Hybrid optimization algorithm for thermal analysis in a solar parabolic trough collector based on nanofluid

In recent years, many research works focused on improving and reducing the cost of solar collectors. This paper focuses upon the development of an efficient modeling and optimization of solar collector. The approach adopted in modeling utilizes a parabolic trough collector absorber tube with non-uniform heat flux, fully developed mixed convection flow and Al2O3/synthetic oil as a base fluid. Optimization of thermal analysis in a solar trough collector using nanofluid is non-convex, non-linear and computationally intensive process. In order to overcome these difficulties, a hybrid optimization method involving GA (genetic algorithm) and SQP (sequential quadratic programming) is introduced in the optimization process.

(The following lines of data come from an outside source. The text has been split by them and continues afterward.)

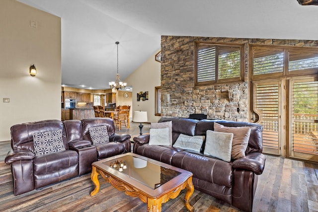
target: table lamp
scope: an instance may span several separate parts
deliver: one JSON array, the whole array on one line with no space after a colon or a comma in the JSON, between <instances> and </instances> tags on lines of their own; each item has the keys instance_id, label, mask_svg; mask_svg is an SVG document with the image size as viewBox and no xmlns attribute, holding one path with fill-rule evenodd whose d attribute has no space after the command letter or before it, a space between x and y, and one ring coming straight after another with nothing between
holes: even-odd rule
<instances>
[{"instance_id":1,"label":"table lamp","mask_svg":"<svg viewBox=\"0 0 318 212\"><path fill-rule=\"evenodd\" d=\"M140 124L138 127L140 129L140 135L143 135L143 125L142 122L147 122L148 121L147 118L147 111L135 111L134 112L134 120L135 122L139 122Z\"/></svg>"}]
</instances>

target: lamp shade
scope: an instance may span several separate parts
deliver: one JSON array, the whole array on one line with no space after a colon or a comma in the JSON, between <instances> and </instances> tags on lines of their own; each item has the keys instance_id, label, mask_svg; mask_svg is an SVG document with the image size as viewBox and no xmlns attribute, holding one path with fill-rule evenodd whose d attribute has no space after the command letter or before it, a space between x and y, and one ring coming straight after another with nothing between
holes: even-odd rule
<instances>
[{"instance_id":1,"label":"lamp shade","mask_svg":"<svg viewBox=\"0 0 318 212\"><path fill-rule=\"evenodd\" d=\"M134 119L135 122L147 122L148 121L147 111L135 111Z\"/></svg>"}]
</instances>

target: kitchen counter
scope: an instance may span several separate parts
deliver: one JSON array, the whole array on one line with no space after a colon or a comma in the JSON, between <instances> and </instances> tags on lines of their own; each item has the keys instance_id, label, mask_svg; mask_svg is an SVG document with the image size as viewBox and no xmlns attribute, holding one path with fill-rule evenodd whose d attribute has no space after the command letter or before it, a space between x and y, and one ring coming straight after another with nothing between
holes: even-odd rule
<instances>
[{"instance_id":1,"label":"kitchen counter","mask_svg":"<svg viewBox=\"0 0 318 212\"><path fill-rule=\"evenodd\" d=\"M72 110L94 110L93 108L71 108Z\"/></svg>"},{"instance_id":2,"label":"kitchen counter","mask_svg":"<svg viewBox=\"0 0 318 212\"><path fill-rule=\"evenodd\" d=\"M73 108L70 110L71 119L81 120L95 118L93 108Z\"/></svg>"}]
</instances>

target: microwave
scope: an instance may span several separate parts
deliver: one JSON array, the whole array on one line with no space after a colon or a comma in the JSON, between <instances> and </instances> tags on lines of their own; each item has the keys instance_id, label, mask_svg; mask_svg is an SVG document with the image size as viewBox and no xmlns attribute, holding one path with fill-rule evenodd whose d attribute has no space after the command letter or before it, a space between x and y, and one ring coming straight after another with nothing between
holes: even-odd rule
<instances>
[{"instance_id":1,"label":"microwave","mask_svg":"<svg viewBox=\"0 0 318 212\"><path fill-rule=\"evenodd\" d=\"M66 99L65 108L76 108L76 99Z\"/></svg>"}]
</instances>

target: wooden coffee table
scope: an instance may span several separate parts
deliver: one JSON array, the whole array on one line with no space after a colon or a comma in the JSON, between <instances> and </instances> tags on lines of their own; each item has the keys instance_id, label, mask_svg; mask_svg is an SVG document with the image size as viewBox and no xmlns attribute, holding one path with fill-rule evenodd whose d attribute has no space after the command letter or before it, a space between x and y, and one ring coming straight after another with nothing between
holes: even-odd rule
<instances>
[{"instance_id":1,"label":"wooden coffee table","mask_svg":"<svg viewBox=\"0 0 318 212\"><path fill-rule=\"evenodd\" d=\"M121 163L122 170L119 170ZM185 207L190 212L194 210L189 203L194 190L193 174L188 171L131 152L94 162L92 165L91 179L95 189L90 196L99 190L97 177L100 174L117 189L147 203L149 212L160 212L162 203L175 198L185 188Z\"/></svg>"}]
</instances>

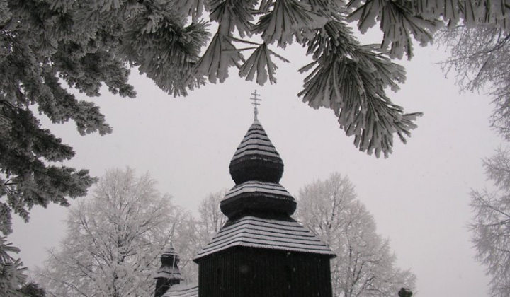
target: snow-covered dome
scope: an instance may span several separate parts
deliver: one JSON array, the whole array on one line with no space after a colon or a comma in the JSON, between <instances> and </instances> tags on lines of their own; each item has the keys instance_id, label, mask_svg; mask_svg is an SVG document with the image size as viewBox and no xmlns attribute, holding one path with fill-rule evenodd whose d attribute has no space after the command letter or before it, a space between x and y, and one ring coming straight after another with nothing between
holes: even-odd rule
<instances>
[{"instance_id":1,"label":"snow-covered dome","mask_svg":"<svg viewBox=\"0 0 510 297\"><path fill-rule=\"evenodd\" d=\"M246 214L290 216L295 211L294 198L279 184L283 162L256 117L237 147L230 169L236 185L220 204L229 219Z\"/></svg>"},{"instance_id":2,"label":"snow-covered dome","mask_svg":"<svg viewBox=\"0 0 510 297\"><path fill-rule=\"evenodd\" d=\"M236 185L250 180L280 182L283 162L258 120L248 129L229 168Z\"/></svg>"}]
</instances>

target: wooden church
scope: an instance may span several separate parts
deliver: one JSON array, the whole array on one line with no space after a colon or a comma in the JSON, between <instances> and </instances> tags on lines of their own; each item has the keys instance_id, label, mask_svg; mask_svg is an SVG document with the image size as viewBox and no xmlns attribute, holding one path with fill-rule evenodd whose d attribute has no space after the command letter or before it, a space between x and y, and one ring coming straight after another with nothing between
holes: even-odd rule
<instances>
[{"instance_id":1,"label":"wooden church","mask_svg":"<svg viewBox=\"0 0 510 297\"><path fill-rule=\"evenodd\" d=\"M178 257L164 253L155 297L332 296L333 252L290 216L283 162L255 117L230 161L235 182L220 203L228 221L193 260L198 284L180 285ZM166 257L164 259L164 257Z\"/></svg>"}]
</instances>

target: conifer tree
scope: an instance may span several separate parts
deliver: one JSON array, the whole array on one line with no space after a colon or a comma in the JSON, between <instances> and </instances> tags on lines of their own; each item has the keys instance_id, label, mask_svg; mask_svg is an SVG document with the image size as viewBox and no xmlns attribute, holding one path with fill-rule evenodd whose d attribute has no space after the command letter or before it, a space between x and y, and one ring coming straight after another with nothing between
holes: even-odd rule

The optimization problem used in this study involves maximization of a nondimensional correlation consisting of Nusselt number and pressure drop with Reynolds and Richardson number which are used as design constraints. The methodology implemented within an integrated environment involving Matlab, Gambit and Fluent. The results obtained show that heat transfer enhancement has a direct relationship with the nanoparticle concentration ratio whereas it has inverse relationship with the operational temperature. In addition, the results show that the proposed methodology provides an effective way of solving thermal analysis in a solar parabolic trough collectors based on simulation models.